Over at the Huffington Post, Sam Harris, has a quite controversial post bodly entitled Science Must Destroy Religion. Let’s get to the meat:

Religion is fast growing incompatible with the emergence of a global, civil society … I am hopeful that the necessary transformation in our thinking will come about as our scientific understanding of ourselves matures. When we find reliable ways to make human beings more loving, less fearful, and genuinely enraptured by the fact of our appearance in the cosmos, we will have no need for divisive religious myths. Only then will the practice of raising our children to believe that they are Christian, Jewish, Muslim, or Hindu be broadly recognized as the ludicrous obscenity that it is.

So I guess there is a nugget of truth in the generally false belief that liberals seek to use science to destroy religion. Mr. Harris is not going to put out any fires with this well-written but profoundly shallow opinion.

First and foremost, anyone who thinks religion is the sole or even predominant cause of strife in this world is guilty of gross oversimplification. Conflict and suffering come from a great number of causes. The American Revolution, The Civil War, WWI, WWII and Vietnam were all wars fought on grounds that were predominantly secular. The current war on terror is obviously much more rooted in religion, but even here, religion is just one piece of the puzzle.

As for the power of science, I personally love it. But I deeply disagree with those who think science is the only means of understanding our world. To me, science and religion are two pieces in the same whole and, through us, they are joined. We have a mind that can understand our world in scientific detail and a spirit which seeks and senses that greater something, that oneness we call God.

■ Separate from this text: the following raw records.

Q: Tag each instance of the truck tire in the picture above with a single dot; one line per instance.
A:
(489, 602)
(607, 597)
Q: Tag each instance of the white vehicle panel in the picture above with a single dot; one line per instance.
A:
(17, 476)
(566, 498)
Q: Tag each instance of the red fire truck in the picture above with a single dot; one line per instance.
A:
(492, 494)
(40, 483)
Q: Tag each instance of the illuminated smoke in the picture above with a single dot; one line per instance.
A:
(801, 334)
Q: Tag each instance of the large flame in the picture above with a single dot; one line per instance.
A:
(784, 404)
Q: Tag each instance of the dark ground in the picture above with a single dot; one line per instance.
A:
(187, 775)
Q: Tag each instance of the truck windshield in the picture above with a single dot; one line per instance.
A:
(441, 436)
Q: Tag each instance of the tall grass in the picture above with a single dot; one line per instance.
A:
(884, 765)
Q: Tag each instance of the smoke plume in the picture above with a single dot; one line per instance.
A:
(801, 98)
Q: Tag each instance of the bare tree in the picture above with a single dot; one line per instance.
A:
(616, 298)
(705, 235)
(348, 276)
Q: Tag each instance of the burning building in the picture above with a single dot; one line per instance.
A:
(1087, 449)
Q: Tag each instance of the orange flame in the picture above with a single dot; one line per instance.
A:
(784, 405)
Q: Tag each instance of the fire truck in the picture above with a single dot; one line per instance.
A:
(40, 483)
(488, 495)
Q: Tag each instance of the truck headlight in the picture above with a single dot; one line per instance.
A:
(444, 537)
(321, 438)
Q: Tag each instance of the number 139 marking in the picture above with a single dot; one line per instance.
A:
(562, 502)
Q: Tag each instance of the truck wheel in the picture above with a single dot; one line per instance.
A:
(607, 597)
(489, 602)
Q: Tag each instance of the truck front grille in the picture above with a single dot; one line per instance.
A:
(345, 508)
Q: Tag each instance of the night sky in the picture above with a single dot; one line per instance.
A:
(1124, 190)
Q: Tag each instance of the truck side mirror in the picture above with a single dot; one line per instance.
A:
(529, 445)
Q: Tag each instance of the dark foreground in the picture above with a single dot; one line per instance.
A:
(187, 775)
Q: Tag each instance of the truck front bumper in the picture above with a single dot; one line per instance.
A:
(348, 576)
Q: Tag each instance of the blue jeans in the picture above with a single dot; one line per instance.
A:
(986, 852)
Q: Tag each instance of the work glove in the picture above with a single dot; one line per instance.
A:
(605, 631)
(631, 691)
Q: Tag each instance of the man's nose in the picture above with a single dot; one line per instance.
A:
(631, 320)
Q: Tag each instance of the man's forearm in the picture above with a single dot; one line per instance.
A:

Sam Harris seems to think that mankind’s natural state is one of reason—that, to be more pure, we must embrace pure reason. In his eyes, we are imperfect but can achieve a more perfect and enlightened state by embracing science as our exclusive belief system. But wait, isn’t the driving force behind religion a conviction that we can achieve perfection and enlightenment through a specific set of beliefs. Isn’t Mr. Harris placing in science the same starry-eyed hopes and, ultimately, the same destructive failings he sees inherent to religion?

The path of science is a great one, but it’s no more likely to create a great and loving world than is religion. Such pure belief in the power of science takes, well, a serious leap of faith.

Thanks to amba for the tip on this story.